As I said in my post on Downton Abbey, I never mind spoilers. Knowing how a story ends doesn’t detract from my enjoyment of it. Rather the opposite. But I know not everyone shares that point of view and, whereas, I didn’t actually say how season 3 of Downton Abbey is going to end (115journals.com), I am going to tell how The Life of Pi ends. Here be spoilers!
I read Yann Martell’s novel, The Life of Pi, shortly after it was published, probably in 2002, the year it won the Man Booker prize. It wasn’t an easy book for me. I found the suspense hard to take: 227 days in a lifeboat with a Bengal tiger! And the long sojourn on the island that turned carnivorous at night tired me out. But it was the ending that left me gobsmacked.
I was lured into seeing the movie by the main ad image – a young man in white at one end of a boat facing a huge tiger at the other (http://www.imdb.com/title/tt0454876/) – and the fact that it was directed by Ang Lee who had made Crouching Tiger, Hidden Dragon. And, I suppose, some chauvinism. Yann Martel is Canadian like me.
Pi of the title is Piscine Molitar Patel, a boy living in Pondicherry, a city in French India, who was named bizarrely after a swimming pool in France, and who was, naturally enough, known as Pissing by the other boys until he took matters into his own hands.
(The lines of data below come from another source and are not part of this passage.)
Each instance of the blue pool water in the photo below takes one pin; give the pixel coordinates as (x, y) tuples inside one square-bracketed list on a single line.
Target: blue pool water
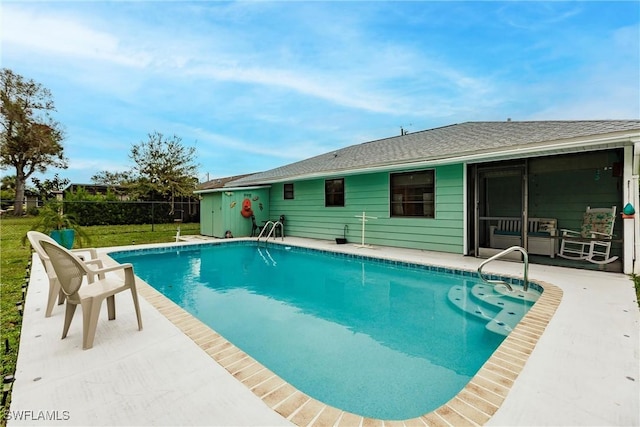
[(374, 338)]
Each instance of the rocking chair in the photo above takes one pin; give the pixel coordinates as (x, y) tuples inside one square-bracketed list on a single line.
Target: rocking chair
[(593, 242)]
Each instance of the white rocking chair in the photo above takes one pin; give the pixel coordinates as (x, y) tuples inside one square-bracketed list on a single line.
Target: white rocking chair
[(593, 242)]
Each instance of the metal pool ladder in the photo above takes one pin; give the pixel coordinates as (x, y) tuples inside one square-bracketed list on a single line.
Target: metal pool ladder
[(525, 285), (273, 225)]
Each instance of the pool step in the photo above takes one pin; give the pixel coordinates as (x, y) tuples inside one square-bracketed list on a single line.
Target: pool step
[(501, 310)]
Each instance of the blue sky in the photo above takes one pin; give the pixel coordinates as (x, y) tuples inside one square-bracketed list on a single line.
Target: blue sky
[(257, 85)]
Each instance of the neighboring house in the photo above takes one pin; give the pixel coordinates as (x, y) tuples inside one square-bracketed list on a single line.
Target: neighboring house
[(443, 189)]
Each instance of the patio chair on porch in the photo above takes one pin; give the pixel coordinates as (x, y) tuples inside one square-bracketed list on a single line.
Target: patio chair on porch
[(71, 270), (593, 242), (36, 238)]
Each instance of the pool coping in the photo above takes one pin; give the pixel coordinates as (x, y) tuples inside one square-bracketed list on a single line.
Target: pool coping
[(476, 403)]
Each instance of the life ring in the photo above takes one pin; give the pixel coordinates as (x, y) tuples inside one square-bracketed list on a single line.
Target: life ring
[(246, 210)]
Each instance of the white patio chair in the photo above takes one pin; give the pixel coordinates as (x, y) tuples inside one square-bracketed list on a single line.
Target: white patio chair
[(70, 271), (35, 238), (593, 242)]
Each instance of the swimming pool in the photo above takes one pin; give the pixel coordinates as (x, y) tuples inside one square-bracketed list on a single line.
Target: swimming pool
[(380, 339)]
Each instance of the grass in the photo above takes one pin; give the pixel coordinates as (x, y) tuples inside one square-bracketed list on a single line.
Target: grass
[(14, 268)]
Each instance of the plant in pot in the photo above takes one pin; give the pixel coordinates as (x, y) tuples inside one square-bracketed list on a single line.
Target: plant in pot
[(63, 228)]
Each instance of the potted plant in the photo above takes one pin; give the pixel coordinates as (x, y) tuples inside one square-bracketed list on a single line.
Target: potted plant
[(63, 228)]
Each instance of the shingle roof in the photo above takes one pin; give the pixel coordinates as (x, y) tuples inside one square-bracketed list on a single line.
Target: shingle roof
[(219, 182), (441, 143)]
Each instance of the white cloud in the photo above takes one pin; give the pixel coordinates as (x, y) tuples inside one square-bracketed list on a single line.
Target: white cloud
[(57, 34)]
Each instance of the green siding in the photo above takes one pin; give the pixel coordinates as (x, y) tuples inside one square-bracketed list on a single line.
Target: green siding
[(307, 216), (221, 211)]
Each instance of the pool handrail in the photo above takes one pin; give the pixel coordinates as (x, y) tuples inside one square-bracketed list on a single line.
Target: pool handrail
[(274, 225), (525, 285)]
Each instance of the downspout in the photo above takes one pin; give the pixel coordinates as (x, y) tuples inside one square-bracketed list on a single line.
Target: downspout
[(634, 196)]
He memorized pi, the ratio of a circle’s circumference to its diameter, 3.14159 – , to many of its infinite digits and demonstrated his mastery while explaining to one class after another that henceforward, he was to be called Pi.
He spends his childhood, which apart from the teasing, seems idyllic, hanging around in his father’s small zoo and exploring the major religions, Hindu, Christian and Muslim. By the time political and economic changes uproot his family, he has practised all three. His family is en route to Canada on a Japanese ship, some of their animals in the hold, when the ship hits a vicious storm and sinks. Pi finds himself in a life boat with a zebra with a broken leg, an orangutan and a hyena. The hyena soon dispatches the zebra and the orangutan and has set its sights on Pi, when suddenly, a Bengal tiger rushes out from under the tarp and kills it.
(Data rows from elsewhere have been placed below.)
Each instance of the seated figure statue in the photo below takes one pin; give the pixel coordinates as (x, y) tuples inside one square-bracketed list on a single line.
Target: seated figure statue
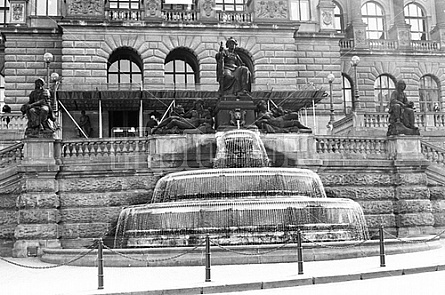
[(38, 111), (180, 120), (278, 120), (233, 76), (401, 113)]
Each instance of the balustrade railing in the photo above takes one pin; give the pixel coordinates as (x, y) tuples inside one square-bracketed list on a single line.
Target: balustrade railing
[(234, 17), (433, 153), (13, 121), (180, 15), (124, 14), (11, 155), (382, 44), (375, 120), (346, 44), (92, 148), (424, 45), (348, 146)]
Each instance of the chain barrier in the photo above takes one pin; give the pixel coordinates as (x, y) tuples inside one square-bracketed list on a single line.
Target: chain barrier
[(337, 247), (93, 247), (414, 241), (252, 254), (153, 260)]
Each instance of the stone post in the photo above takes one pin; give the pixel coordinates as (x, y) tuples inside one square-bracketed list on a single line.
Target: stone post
[(412, 204), (400, 31), (438, 32), (207, 11), (326, 15), (153, 10), (357, 29), (38, 214)]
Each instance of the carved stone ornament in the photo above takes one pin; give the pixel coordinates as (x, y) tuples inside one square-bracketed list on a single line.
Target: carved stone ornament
[(327, 17), (85, 7), (271, 9), (153, 8)]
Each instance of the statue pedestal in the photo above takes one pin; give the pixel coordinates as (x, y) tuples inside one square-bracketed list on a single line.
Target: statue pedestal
[(38, 204), (229, 106)]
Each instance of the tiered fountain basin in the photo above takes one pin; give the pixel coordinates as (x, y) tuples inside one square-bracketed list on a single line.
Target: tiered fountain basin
[(251, 213)]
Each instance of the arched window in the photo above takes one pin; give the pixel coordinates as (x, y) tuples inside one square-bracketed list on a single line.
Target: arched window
[(373, 16), (181, 67), (300, 10), (338, 18), (384, 85), (4, 12), (429, 94), (124, 67), (347, 93), (415, 16)]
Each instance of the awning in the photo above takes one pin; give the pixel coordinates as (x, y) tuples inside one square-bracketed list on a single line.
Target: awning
[(161, 99)]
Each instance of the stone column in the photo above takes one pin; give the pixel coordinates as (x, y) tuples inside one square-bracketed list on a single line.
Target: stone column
[(38, 214), (400, 31), (438, 32), (412, 204), (357, 29)]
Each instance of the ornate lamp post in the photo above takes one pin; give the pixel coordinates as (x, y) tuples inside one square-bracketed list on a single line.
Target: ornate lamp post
[(355, 60), (331, 79), (48, 58)]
What made me think that I was up to watching that action in 3D?
Of course it was very beautiful, even the underwater scenes when the storm was in full fury were beautiful. The more peaceful zoo scenes at the beginning were exquisite. The flowers practically tickled my nose. The tiger was just amazing, huge and vivid, but very loud and scarey. I felt a little like I had when I saw my first movie, The Wizard of Oz, when I was 6. I had to be taken to the restroom and assured it was just pretend.
In fact, we know from the beginning that Pi survives because middle-aged Pi is telling his story to a writer. Pi assures him that his story will make him (the writer) believe in God. Now this in one of those devices that doesn’t work well with me. It reminds me of Marlowe in Heart of Darkness saying that he is going to tell a story that will change the listeners. Just hearing about Kurtz and the evil he did up the Congo River will do the job. What the heck? I was a little more convinced when I read the critics who talked about cannibalism (the king must die sort) and after I saw it visually in Apocalypse Now. Mostly, I just say, “Okay, I believe you or I’ll suspend my disbelief.”
So Pi recounts how he conditioned the tiger- Richard Parker is his name- using a whistle and seasickness. Eventually, Richard Parker puts up with having Pi on the lifeboat and is glad of what Pi catches and feeds him. Pi, himself, eats canned biscuits from the well-stocked larder. The stay on the flesh-eating island seemed mercifully shortened in the film and eventually after 227 days, Pi and Richard Parker wash up on a beach in Mexico. Richard Parker walks off into the jungle without a parting glance, to Pi’s dismay.
While he is recovering in hospital, two investigators from the Japanese shipping company come to interview him to try to find out why the ship sank. He tells them his story. When they seem disbelieving, he tells them another story.
In this story, the ship’s nasty cook is on the lifeboat with Pi as well as a Japanese sailor with a broken leg and eventually Pi’s mother, Gita. The cook kills the wounded sailor and uses his flesh as bait and food. Then he kills Gita. Clearly, Pi is next and so Pi attacks the cook while he is sleeping and finishes him off.
The Japanese interpret the animal story as follows: the zebra is the sailor, the orangutan is Pi’s mother, the hyena is the cook, and the tiger? why of course, Pi himself or the savage part of him that made it possible to survive.
Pi asks which story they prefer and they reply the animal one.
My sister had asked me the same question a few weeks earlier, although she asked which one I believed. I made the same answer. But really, I meant only that I liked it better. In fact, it is much more likely that the other story was true.
Pi believed that in extremis, God answered his prayers and sent visions, schools of flying fish and edible islands, with nasty side-effects, to save him. It is a beautiful way to see things. And it may be true. It may be that an exterior divine force gets us through what the world throws at us. And/or it may be that we each have our inner Bengal tiger that roars fiercely to life when we are in dire straits.